Beyond Language Models: Byte Models are Digital World Simulators
Authors: Shangda Wu, Xu Tan, Zili Wang, Rui Wang, Xiaobing Li, Maosong Sun
Source and references: https://arxiv.org/abs/2402.19155
Introduction and Motivation
In the world of deep learning, we're used to seeing models that handle human-interpretable information like text, audio, and images. Recent advancements in natural language processing have spurred interest in building more advanced language models (LMs) such as GPT, capable of understanding complex patterns in textual data. But have you ever wondered what if we tried to model the digital world at a more fundamental level?

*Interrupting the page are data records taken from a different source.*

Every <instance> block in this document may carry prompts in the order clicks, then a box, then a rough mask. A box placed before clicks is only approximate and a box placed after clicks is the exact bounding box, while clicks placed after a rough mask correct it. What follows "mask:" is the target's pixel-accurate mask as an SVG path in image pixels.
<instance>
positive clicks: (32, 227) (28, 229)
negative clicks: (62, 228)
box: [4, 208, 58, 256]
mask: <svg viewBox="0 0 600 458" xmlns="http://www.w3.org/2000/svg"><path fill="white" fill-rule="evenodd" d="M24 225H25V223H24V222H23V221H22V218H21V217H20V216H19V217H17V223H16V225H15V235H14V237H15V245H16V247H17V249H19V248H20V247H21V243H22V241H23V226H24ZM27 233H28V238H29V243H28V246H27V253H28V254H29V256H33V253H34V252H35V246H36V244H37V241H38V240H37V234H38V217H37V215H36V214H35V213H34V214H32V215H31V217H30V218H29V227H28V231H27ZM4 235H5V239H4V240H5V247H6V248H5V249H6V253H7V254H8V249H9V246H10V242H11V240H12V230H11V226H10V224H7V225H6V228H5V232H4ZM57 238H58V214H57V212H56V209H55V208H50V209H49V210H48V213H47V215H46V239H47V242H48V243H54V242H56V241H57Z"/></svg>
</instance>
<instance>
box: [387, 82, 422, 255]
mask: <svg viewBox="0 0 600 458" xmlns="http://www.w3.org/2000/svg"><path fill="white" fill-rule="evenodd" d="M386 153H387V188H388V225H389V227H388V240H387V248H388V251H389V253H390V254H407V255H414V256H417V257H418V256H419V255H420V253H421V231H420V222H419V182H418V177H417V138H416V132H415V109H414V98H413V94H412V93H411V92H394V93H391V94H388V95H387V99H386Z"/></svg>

Meet bGPT, a new model that focuses on bytes, the building blocks of the digital world. In contrast to traditional deep learning models that work with text, audio, or images, bGPT directly processes binary data, offering a more intrinsic understanding of the digital realm and setting the stage for a paradigm shift in how deep learning models operate.